How can I multiply all the digits in an integer (between 000 & 1000 exclusive) without using control statements or loops?

Question

I'm trying to write a program that can multiply all the digits of a number from 0 to 1000 exclusive using only math expressions in Java. My program works fine as long as the user types in a 3-digit number, but results in 0 if they type in anything less than 100.

I have tried getting the last digit of the input with '%10' and removing the last digit with '/10' but without a control statement to detect if the input has been reduced to zero, the program ends up multiplying by 0 when a 2-digit number has been reduced to zero, giving an incorrect result.
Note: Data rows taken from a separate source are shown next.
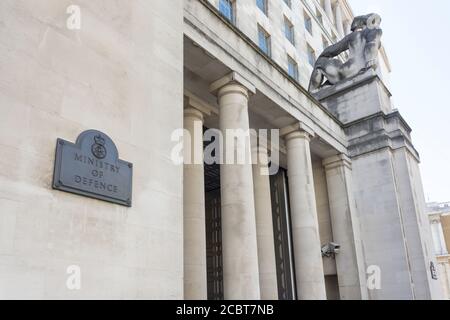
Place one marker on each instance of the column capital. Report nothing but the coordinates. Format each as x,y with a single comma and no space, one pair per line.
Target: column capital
233,78
299,129
195,107
340,160
191,112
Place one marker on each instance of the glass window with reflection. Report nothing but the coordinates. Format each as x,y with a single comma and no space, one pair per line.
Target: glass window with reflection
262,5
292,68
226,8
264,41
289,31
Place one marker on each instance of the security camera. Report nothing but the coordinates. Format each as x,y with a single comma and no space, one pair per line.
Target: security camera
330,249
public class MultiplyDigits {
    public static void main(String[] args){
        java.util.Scanner input = new java.util.Scanner(System.in);
        System.out.print("Enter a number between 0 and 1000: ");
        int number = input.nextInt();
        int product = 1;
        product*=number%10;
        number/=10;
        product*=number%10;
        number/=10;
        product*=number%10;
        System.out.println(product);
    }
}

An input of 55 should result in 25, but my program does 5 x 5 x 0 = 0

An input of 999 results in 729, which is correct. 9 x 9 x 9 = 729

Some more clarification, this is a problem out of the 2nd chapter of a textbook for complete novices. The author has not covered selection statements, loops, writing our own methods or classes, or anything more advanced than elementary programming, so the implication is that this is doable without those. The book has covered invoking methods in classes built into Java, although the author has only mentioned methods in the Math and System classes. For example, Math.max(), Math.min(), Math.pow(), System.currentTimeMillis();

Answer 1

What about this variant. To find the first number, you can decrease, first of all, the entered number by 100 and add 1 to avoid 0 during multipication. And , as recomended NVioli, the second number should be the same updated to have a possibility to enter number lower then 10. Thus, the final variant is:

int number = input.nextInt();

    int t1 = 1 + (number-100) / 100;
    int t2 = (1 + (number-10) / 10) % 10; \\By NVioli
    int t3 = number % 10;

    int  product = t1 * t2 * t3;

    System.out.println(product);

Answer 2

The first part is to extract the essential code into a separate Java method. I'm calling it dprod, which is short for "digit product".

static int dprod(int x) {
    int hun = x / 100 % 10;
    int ten = x / 10 % 10;
    int one = x / 1 % 10;

    return hun * ten * one;
}

The above code is the naive version that only works for numbers >= 100.

To treat numbers less than 100 as expected, you need to replace the hun or ten with 1 if it is 0.

static int dprod(int x) {
    int hun = x < 100 ? 1 : x / 100 % 10;
    int ten = x < 10 ? 1 : x / 10 % 10;
    int one = x / 1 % 10;

    return hun * ten * one;
}

The ?: operator is called a conditional operator, therefore it is probably not allowed under your rules. There is a possible workaround by using the ?: operator without writing it explicitly, by using the Math.max function.

static int dprod(int x) {
    int hun = Math.max(100, x) / 100 % 10;
    int ten = Math.max(10, x) / 10 % 10;
    int one = x / 1 % 10;

    return hun * ten * one;
}

The Math.max function uses the ?: operator internally, therefore it might be forbidden, too. This is subject to discussion though, since it depends on the exact wording of the rules and their intention.

If Math.max is forbidden, it is possible to implement it entirely without branches or conditions, see this C++ question, which can be translated to Java by replacing int32 with int and by replacing inline with static.

The complete code, including automatic tests, is:

package de.roland_illig.so;

import static org.assertj.core.api.Assertions.assertThat;

import org.junit.jupiter.api.Test;

public class DprodTest {

    static int dprod(int x) {
        int hun = Math.max(x, 100) / 100 % 10;
        int ten = Math.max(x, 10) / 10 % 10;
        int one = x / 1 % 10;

        return hun * ten * one;
    }

    @Test
    public void testDprod() {
        assertThat(dprod(999)).isEqualTo(729);
        assertThat(dprod(123)).isEqualTo(6);
        assertThat(dprod(99)).isEqualTo(81);
        assertThat(dprod(9)).isEqualTo(9);
    }
}

Answer 3

You could just initialize the program with a length 1000 array, initialize it with the value of each number, and then your real problem simplifies to:

System.out.println(calculatedArray[number]);

Your initialization could even take advantage of the fact that a leading 0 doesn't matter according to your rules (55 and 155 are the same result.)

calculatedArray[55] = calculcate(155);

Answer 4

there are some ways which can help you but all of them has a simple loop or if:

1. You can use digits = Logarithm of your number(10 base) and then you have number of digits, then you can use a loop to calculate the result. your loop will be repeated digit times so no matter how many digits your number has, it will always work.

2. You can check if your number is less than 100 and then just add 100 to that, then calculate the result, because of 1 * digit1 * digit2 there will be no error.